こうした中、フィットネスクラブ事業に参入したのが総合エンターテインメント企業のブシロードグループだ。同グループはゲームやアニメ、音楽ライブエンタテインメントを中心に、「新日本プロレス」と「スターダム」という2つのプロレス団体を運営している。
ブシロードは4月にスポーツ&ヘルスケア本部を設立。20年2月に100%子会社化していたフィットネスクラブ企業「ソプラティコ」(北海道小樽市)を「ブシロードウェルビー」に社名変更。本社をブシロード本社のある東京都中野区に移転する形で自社グループ化した。
なぜコロナ禍のタイミングで新規参入したのか。ソプラティコ時代から代表取締役を務めるブシロードウェルビーの大場隆志社長はこう話す。

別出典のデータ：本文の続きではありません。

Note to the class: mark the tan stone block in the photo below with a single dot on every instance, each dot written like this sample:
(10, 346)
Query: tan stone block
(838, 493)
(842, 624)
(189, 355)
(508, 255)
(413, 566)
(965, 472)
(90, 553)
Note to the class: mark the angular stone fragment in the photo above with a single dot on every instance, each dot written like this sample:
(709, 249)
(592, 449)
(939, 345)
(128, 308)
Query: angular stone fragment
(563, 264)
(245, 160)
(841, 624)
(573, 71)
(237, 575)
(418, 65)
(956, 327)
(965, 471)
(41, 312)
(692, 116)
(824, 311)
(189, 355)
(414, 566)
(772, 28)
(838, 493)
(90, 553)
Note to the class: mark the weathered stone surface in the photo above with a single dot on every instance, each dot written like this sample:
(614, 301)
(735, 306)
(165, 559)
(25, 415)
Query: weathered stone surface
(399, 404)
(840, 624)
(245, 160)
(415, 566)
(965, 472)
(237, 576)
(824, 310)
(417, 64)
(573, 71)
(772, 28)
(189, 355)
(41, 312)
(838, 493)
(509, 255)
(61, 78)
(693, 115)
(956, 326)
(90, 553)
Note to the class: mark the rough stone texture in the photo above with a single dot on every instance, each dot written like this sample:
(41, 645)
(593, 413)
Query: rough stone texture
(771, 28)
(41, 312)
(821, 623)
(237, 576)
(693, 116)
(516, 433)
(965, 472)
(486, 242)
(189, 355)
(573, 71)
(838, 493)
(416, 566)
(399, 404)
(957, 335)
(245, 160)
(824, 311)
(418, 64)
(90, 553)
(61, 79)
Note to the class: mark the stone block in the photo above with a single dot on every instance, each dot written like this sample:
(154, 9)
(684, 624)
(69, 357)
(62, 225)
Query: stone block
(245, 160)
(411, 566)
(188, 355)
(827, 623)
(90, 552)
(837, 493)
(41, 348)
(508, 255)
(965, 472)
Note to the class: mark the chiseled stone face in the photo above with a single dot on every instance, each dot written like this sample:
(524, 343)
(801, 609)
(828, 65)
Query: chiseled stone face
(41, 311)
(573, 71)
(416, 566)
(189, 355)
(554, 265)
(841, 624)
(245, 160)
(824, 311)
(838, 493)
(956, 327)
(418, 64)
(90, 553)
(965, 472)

「コロナ禍の影響もあり、フィットネス事業単体では今後の経営は難しいと判断したのが一つの要因です。スポーツ&ヘルスケア本部としてブシロードグループに加わったことによって、既存の人気エンタメとフィットネスクラブをコラボさせたり、グループ全体で新規事業として進めている医療や介護事業とも連動したりできるのではないかと思い、協業に至りました」
コロナ禍で旧ソプラティコも他のフィットネスクラブ同様に、多大なる影響を受けた。大場社長によると、「30〜40%の方が会員でなくなってしまった」という。